The figure is preliminary as researchers continue to look at satellite imaging and other data. An official estimate remains a few weeks away, said Medellin-Azuara, who is leading an economic study on farm production and droughts with funding from the California Department of Food and Agriculture.
Much of the idle land is in California’s Central Valley, which accounts for about a quarter of US food production. Mile after mile of farmland reveals whithered crops next to fields of lush green plants, a testament to the tough decisions growers are forced to make on how much and what to produce, and whether to keep farming at all.
Surface water rights are seeing sharp cuts amid the drought and reserves are declining because of critically low snowmelt and depleted storage from last year.
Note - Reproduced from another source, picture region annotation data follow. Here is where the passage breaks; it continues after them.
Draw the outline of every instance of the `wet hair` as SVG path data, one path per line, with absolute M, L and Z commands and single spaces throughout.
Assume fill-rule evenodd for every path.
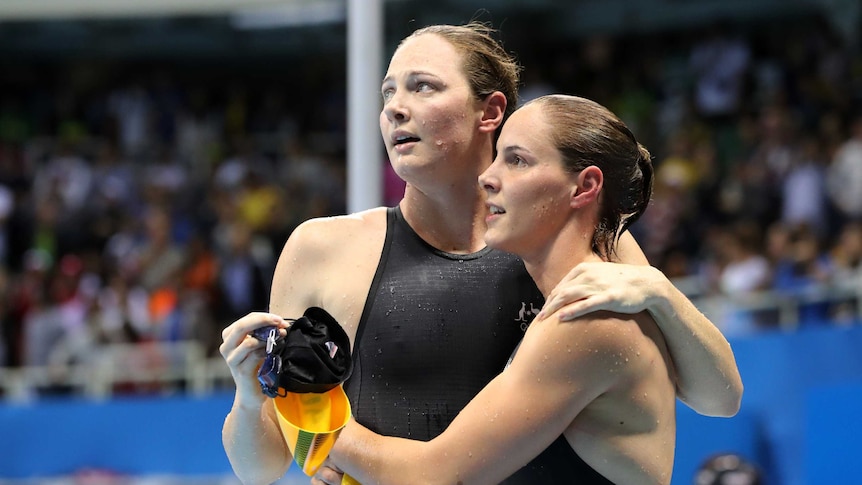
M 653 165 L 649 151 L 625 123 L 589 99 L 548 95 L 528 102 L 541 105 L 549 137 L 567 172 L 595 165 L 604 174 L 599 221 L 592 250 L 610 259 L 616 242 L 644 213 L 652 197 Z
M 480 22 L 430 25 L 414 31 L 401 43 L 425 34 L 443 37 L 464 56 L 462 67 L 476 99 L 483 100 L 495 91 L 506 96 L 505 122 L 518 106 L 521 67 L 494 37 L 496 30 Z M 502 126 L 501 123 L 497 128 L 498 134 Z

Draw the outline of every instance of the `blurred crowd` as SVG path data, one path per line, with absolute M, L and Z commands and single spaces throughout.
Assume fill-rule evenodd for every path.
M 599 101 L 653 154 L 633 233 L 670 277 L 702 295 L 859 288 L 858 42 L 816 19 L 756 27 L 506 45 L 524 100 Z M 108 343 L 215 355 L 224 326 L 267 308 L 296 225 L 346 211 L 343 76 L 306 73 L 306 91 L 123 69 L 0 76 L 0 366 L 87 362 Z M 383 160 L 380 174 L 393 204 Z M 856 303 L 807 317 L 853 321 Z

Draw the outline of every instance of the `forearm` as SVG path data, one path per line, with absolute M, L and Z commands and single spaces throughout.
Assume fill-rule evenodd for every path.
M 656 280 L 659 297 L 648 309 L 673 356 L 679 398 L 700 414 L 733 416 L 743 385 L 730 344 L 670 280 L 664 275 Z
M 287 444 L 271 419 L 268 400 L 243 404 L 234 400 L 225 418 L 222 442 L 236 476 L 244 485 L 269 485 L 290 467 Z

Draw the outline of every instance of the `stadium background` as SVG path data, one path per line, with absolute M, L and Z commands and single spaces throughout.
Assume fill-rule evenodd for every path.
M 235 483 L 218 333 L 265 306 L 296 223 L 347 210 L 344 2 L 134 4 L 0 2 L 0 483 Z M 674 484 L 719 452 L 768 484 L 862 483 L 862 273 L 839 245 L 862 214 L 823 180 L 862 100 L 859 2 L 383 7 L 384 59 L 418 26 L 488 21 L 525 98 L 596 99 L 656 156 L 635 233 L 726 332 L 746 386 L 732 419 L 680 406 Z M 739 88 L 724 106 L 697 97 L 716 38 L 726 51 L 701 52 L 727 57 L 706 64 Z M 397 200 L 384 160 L 379 177 Z M 788 269 L 779 229 L 814 255 Z

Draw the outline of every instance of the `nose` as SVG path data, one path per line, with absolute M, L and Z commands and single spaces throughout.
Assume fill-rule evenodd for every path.
M 489 194 L 500 190 L 500 179 L 495 175 L 495 166 L 496 163 L 492 163 L 479 174 L 479 186 Z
“What’s really concerning is for the first time we are fallowing at least 250,000 acres in the Sacramento Valley,” Karen Ross, secretary of the California Department of Food and Agriculture, said in an interview. “Those are the most senior water rights holders.”
Last year, some California farmers were stunned to find their so-called senior water rights restricted. Water laws in the state are governed by a complex system that dates back to the Gold Rush era. Senior rights holders — which include companies, growers and cities with claims that were acquired before 1914, and landowners whose property borders a river — are the last to see their supplies curtailed.
Sacramento Valley typically “acts a funnel” that provides key water supplies to the broader region, according to the Northern California Water Association.
New regulation of the use of groundwater is also complicating the supply picture in the state, Medellin-Azuara said.
California has roughly 9 million acres of irrigated land. Drought last year directly cost the local agriculture industry and state about $1.7 billion, according to UC Merced researchers.